Two years back, prominent Canadian economist and car industry analyst Dennis DesRosiers shocked his countrymen when he predicted that Canada’s car manufacturing would completely die in the decades ahead.
“Somewhere between 2030 and 2040 we’ll be Australia,” he told The Economist, referring to Australia, whose three manufacturers will all cease production by the end of this year.
Imports into the US from Canada and Mexico are almost at a par with each other. Last year, some 2.7 million vehicles were shipped from Mexico to the US, while 2.3 million came from Canada. But the trajectories of the two countries couldn’t be more dissimilar. Despite Ford’s well-publicized scrapping of a plant in the Central Mexican state of Guanajuato and Toyota and Mazda’s recent announcement of a new joint venture plant in the US, manufacturers have been pouring into Mexico, while investment in Canada’s auto industry is down to a trickle. (The new joint venture plant, for example, will likely produce Toyota Corollas now made in Canada.)
Add to that the likelihood that Chinese manufacturers will possibly set up plants in Mexico and the gap will only grow larger over the years ahead.
Canada “is losing several key, high-volume products,” said Brandon Mason, the global automotive practice director at PwC, in a recent presentation at an Automotive Logistics conference. The consultancy believes, by contrast, that Mexico will remain a “significant growth center for the region,” Mason said.
PwC forecasts that light vehicle assembly in Mexico will increase from 3.5 million in 2016, of which to almost 5 million by 2023.
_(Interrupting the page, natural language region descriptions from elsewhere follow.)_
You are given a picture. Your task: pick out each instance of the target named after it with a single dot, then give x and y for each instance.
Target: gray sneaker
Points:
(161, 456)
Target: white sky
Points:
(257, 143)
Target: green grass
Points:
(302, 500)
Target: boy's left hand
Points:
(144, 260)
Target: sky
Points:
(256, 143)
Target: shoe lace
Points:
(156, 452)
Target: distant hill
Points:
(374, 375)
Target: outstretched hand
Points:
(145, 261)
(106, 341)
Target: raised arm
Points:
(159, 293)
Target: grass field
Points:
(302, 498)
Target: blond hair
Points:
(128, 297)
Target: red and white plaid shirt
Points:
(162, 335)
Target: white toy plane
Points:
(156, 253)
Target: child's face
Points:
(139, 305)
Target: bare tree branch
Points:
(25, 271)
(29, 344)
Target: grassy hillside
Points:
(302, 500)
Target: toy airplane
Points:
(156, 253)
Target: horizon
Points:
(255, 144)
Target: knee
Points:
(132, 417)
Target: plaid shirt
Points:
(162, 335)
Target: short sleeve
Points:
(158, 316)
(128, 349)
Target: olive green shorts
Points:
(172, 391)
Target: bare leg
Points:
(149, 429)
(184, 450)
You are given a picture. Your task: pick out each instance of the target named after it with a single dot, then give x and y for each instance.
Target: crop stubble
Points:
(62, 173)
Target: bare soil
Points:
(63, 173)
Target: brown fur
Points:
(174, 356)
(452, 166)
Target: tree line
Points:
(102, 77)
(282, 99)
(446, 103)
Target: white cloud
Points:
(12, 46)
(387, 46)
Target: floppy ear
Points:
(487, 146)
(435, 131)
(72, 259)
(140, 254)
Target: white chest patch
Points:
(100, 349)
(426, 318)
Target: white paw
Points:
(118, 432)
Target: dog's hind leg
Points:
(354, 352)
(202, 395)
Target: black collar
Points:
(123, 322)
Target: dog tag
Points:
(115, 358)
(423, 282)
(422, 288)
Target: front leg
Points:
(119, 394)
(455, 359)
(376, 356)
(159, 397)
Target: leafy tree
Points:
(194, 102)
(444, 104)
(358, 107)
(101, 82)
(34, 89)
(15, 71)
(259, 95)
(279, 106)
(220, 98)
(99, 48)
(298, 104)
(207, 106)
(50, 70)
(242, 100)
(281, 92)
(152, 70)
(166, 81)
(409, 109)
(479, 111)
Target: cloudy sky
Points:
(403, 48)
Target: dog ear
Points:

For ports, shippers and carriers, the shift presents both opportunities and challenges and the logistics industry is scrambling. The supply chain from Canada southward is well-established, stable and consistent. CN says that it, alone, handles half the country’s vehicle production output, employing two- and three-level car carriers.
Vehicles coming from Mexico to the north are in a state of flux, and not because of President Trump’s threats to slap high duties on Mexican products. That’s true of finished vehicles and auto parts as well. According to a recent Brookings Institution study, Texas alone imports nearly $6 billion in auto parts from Mexico.
Take transport by ship as an example. During the first five months of this year, Mexico’s finished vehicle traffic increased by more than 40% to 667,000, according to Mexico’s Transport and Communications Ministry, as quoted in Automotive Logistics. Ports on the Gulf as well as the Pacific saw large gains. Exports account for more than half of these vehicle movements and are grew by almost 50% during this period. The Pacific port of Lázaro Cárdenas is undergoing a major investment program on a new terminal that will boost its capacity to export vehicles, welcome news for a country that suffers from port congestion, especially Veracruz, North America’s largest port for finished vehicle movements.
While Mexico’s ship-born vehicle, exports have traditionally been destined to other countries in Latin America, ship movements are gaining momentum as well, thanks to short-sea shipping. This is, in part, because of concerns that shipping by rail is bumping up against capacity issues. Take Honda, for example. Some two-thirds of the Japanese car maker’s Mexico production moves by ship to the US, either out of Veracruz, to ports on the East Coast, or Lázaro Cárdenas, to ports on the West Coast.